When I think about cases of abuse, I think about what we call “sentinel injuries,” or injuries that are subtle and a harbinger of worse injuries in the future.
- A small bruise on the face of a two-week-old infant is cause for concern, because two-week-olds don’t move around a lot and spend most of their time eating and sleeping.
- When a child comes to school with a bruise on their ear or a bruise on their arm, those are physical indicators of some sort of abuse and should be looked into.
- Signs of neglect include a child who isn’t meeting their developmental milestones or their weight goals. Those kind of things make us concerned that they’re not getting the nutritional support that they need.
Are there behavioral signs?
This is hard because children’s behavior is variable, and trying to understand why they’re acting out in the way that they are is difficult. Yes, there are behavioral signs that we look at, but we try to look to physical findings. In the case of sexual abuse, when a child is exhibiting oversexualized behavior or behaviors that are not appropriate for that age group, we get worried that either they’re being exposed to inappropriate content or they are being abused.
What are the long-term effects of child abuse and neglect?

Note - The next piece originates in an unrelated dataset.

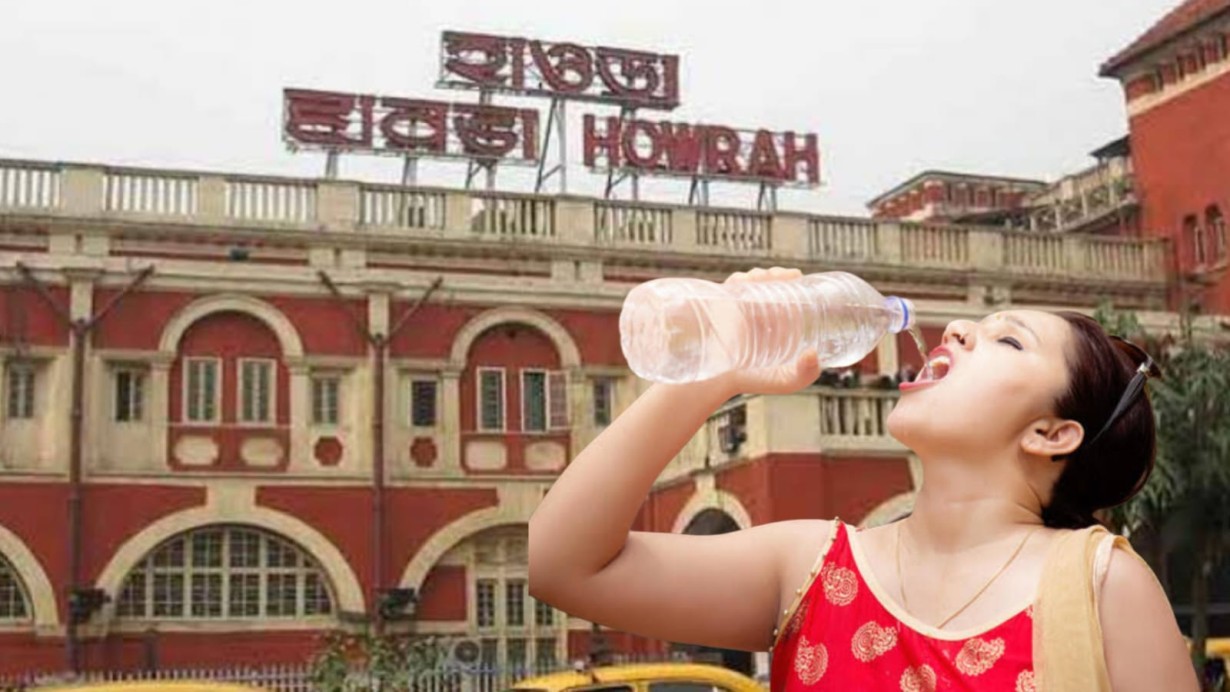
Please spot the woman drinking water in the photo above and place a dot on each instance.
(1026, 424)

Abusive and adverse experiences early on in childhood lead to physical, psychological and other problems later on in life. We call these experiences ACEs, or adverse childhood experiences. Child abuse, whether it’s physical, sexual or neglect, fall under ACEs. We know that those can be causally linked to depression, alcoholism, suicide and cardiovascular risk factors later on in life.
What can we do to reduce the risk of child abuse and neglect?

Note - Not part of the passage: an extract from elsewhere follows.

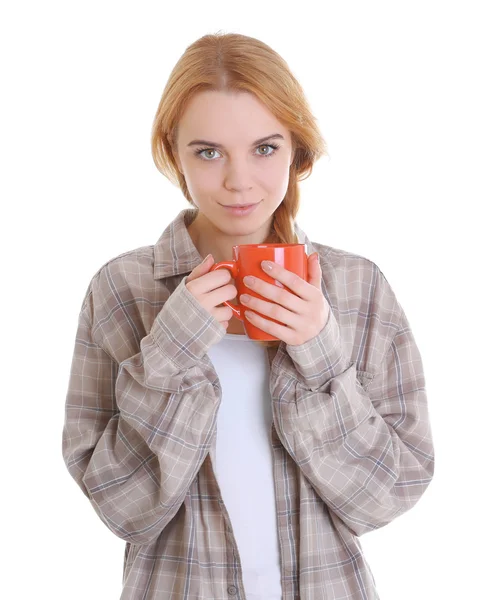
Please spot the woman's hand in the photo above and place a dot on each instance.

We all want to somehow be a part of the solution, and I think the first step is to recognize that child abuse happens. I think we lose sight of how widespread the problem is. In 2014, state agencies across the nation found more than 702,000 victims of child maltreatment—enough to fill 10 football stadiums.
Dedicating resources to the problem and addressing the different underlying causes of child abuse are also important. Working with families on food insecurity, employment issues and all of the social stressors that families experience may ease the burden and cause less stress on families, helping prevent child abuse.

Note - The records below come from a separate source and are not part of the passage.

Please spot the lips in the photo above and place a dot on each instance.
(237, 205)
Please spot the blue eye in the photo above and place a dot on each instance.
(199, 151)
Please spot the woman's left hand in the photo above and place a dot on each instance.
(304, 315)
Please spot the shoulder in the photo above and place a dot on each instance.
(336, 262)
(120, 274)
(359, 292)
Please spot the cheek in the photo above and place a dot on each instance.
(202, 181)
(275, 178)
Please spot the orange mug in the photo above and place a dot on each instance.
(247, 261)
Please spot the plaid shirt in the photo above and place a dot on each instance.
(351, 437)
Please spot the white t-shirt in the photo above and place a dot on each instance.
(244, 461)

How do you and the Child Safe Program work with the community to identify and treat children who may have been abused?
A large part of what we do is education. We educate physicians, teachers, Department of Children and Families workers and all those who work with children to identify the signs of maltreatment. Early identification is key to protecting a child from further harm. Once maltreatment is identified, our goal is to ensure the safety of the child while supporting the family.
What would you say to somebody who suspects that child abuse may be happening?
Because it’s not something that we like to think about, we probably miss it more than we should. By the time you suspect it, it’s important to report it. Remember that for reporting you don’t have to know for certain that a child has been abused, you just have to have a suspicion that something is not right or that a child may have been abused. I would encourage everyone to step into the problem instead of stepping away from the problem, and see it as a civic duty to protect children.